On Jul 11, 2009, at 2:43 PM, John Divon wrote:

>
> Hi All,
> Thanks for all the replies!
>
> The point is that I can estimate the time the page is loaded if I am
> using python time object at the controller, save it into the session
> and then, at the end of the page, diff it with another python time
> object.
>
> However, this solution estimates only the time the page is loaded -
> which is usually very fast. Apparently, what I need to know is how
> much time it took the user to see the page.... on some old mobile
> devices, it takes up to 30 secs. before the page is displayed
> (including opening the wap link) and I need to know if this is the
> case.
>
> In addition, I am actually serving http pages and not wap pages -
> don't know yet if this is an issue with response time since basically,
> the connection with old phones is wap.
>
> BTW - I can see the phone model by using request.env.http_user_agent
>
> Thank you all.

That reminds me: the JQuery method assumes, obviously, that the mobile  
phone supports JavaScript.

I use a mobile phone detector on a weather page that I maintain 
(http://lobitos.net/wx 
) that does divides mobile phones into two groups: smartphones  
(Windows, Android, Pre, iPhone) vs the others. The first group is  
really a very different category.

FYI, here's the list; it's Perl, so translate accordingly.

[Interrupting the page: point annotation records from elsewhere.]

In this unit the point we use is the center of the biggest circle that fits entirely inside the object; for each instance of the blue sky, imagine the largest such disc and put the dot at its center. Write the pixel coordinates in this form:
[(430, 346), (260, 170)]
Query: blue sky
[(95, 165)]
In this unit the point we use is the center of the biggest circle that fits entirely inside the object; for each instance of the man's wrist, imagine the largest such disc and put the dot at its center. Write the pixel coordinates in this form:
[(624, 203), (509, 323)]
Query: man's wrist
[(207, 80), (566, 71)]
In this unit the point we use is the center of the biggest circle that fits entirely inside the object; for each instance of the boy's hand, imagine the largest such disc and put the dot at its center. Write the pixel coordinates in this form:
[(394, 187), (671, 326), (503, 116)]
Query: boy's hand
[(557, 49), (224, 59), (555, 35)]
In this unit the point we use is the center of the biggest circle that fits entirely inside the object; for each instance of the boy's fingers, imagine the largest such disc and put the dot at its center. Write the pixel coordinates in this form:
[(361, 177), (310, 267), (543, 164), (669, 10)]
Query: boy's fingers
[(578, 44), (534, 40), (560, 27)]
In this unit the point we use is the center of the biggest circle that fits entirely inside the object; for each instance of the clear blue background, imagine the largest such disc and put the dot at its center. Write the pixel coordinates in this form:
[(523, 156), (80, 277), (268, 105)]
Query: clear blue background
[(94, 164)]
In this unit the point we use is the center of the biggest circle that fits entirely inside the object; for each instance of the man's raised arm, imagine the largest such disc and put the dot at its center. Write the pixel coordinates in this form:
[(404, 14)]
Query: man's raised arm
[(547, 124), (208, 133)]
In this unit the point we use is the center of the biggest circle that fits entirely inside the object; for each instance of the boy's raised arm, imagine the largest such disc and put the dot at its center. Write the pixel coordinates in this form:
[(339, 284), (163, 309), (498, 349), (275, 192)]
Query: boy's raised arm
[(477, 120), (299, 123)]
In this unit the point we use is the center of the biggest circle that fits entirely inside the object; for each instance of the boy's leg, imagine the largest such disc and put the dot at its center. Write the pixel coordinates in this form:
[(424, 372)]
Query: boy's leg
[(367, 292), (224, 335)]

It assumes  
that you check mobile_agents first.

my @mobile_agents = (
        'iPhone',
        'iPod',
        'Android',
        'BlackBerry9530',
        'LG-TU915 Obigo', # LG touch browser
        'LGE VX',
        # Palm Pre is reportedly Mozilla/5.0 (webOS/1.0; U; en-US)  
AppleWebKit/525.27.1 (KHTML, like Gecko) Version/1.0 Safari/525.27.1  
Pre/1.0
        'webOS',          # Palm Pre
        'WebOS',          # Palm Pre (just in case)
        '\bPre/',         # Palm Pre
);

my @pda_agents = (
        '2.0 MMP',
        '240x320',
        '400X240',
        'AvantGo',
        'BlackBerry',
        'Blazer',
        'Cellphone',
        'Danger',
        'DoCoMo',
        'Elaine/3.0',
        'EudoraWeb',
        'Googlebot-Mobile',
        'hiptop',
        'IEMobile',
        'KYOCERA/WX310K',
        'LG/U990',
        'MIDP-2.',
        'MMEF20',
        'MOT-V',
        'NetFront',
        'Newt',
        'Nintendo Wii',
        'Nitro', # Nintendo DS
        'Nokia',
        'Opera Mini',
        'Palm',
        'PlayStation Portable',
        'portalmmm',
        'Proxinet',
        'ProxiNet',
        'SHARP-TQ-GX10',
        'SHG-i900',
        'Small',
        'SonyEricsson',
        'Symbian OS',
        'SymbianOS',
        'TS21i-10',
        'UP.Browser',
        'UP.Link',
        'Windows CE',
        'WinWAP',
        'YahooSeeker/M1A1-R2D2',
);


>
>
>
>
>
> On Jul 12, 12:29 am, Jonathan Lundell <jlund...@pobox.com> wrote:
>> On Jul 11, 2009, at 1:29 PM, John Divon wrote:
>>
>>> I have an application that serves mobile users as well.
>>> For the mobile users, I need to be able to find out if loading the
>>> page takes too much time.
>>> I know that the user uses his mobile to view the page since it is a
>>> specific page that has been pushed to his mobile.
>>
>>> How can I know the time it took the page to be displayed on the  
>>> user's
>>> mobile phone, and if it was successfully displayed?
>>
>> One possibility is to use JQuery to send back an AJAX message via the
>> load event.
>>
>> See this:http://docs.jquery.com/Events/load
>>
>> (Don't confuse 'load' with 'ready'; the latter fires as soon as the
>> DOM is built, and before all the other stuff has been loaded.)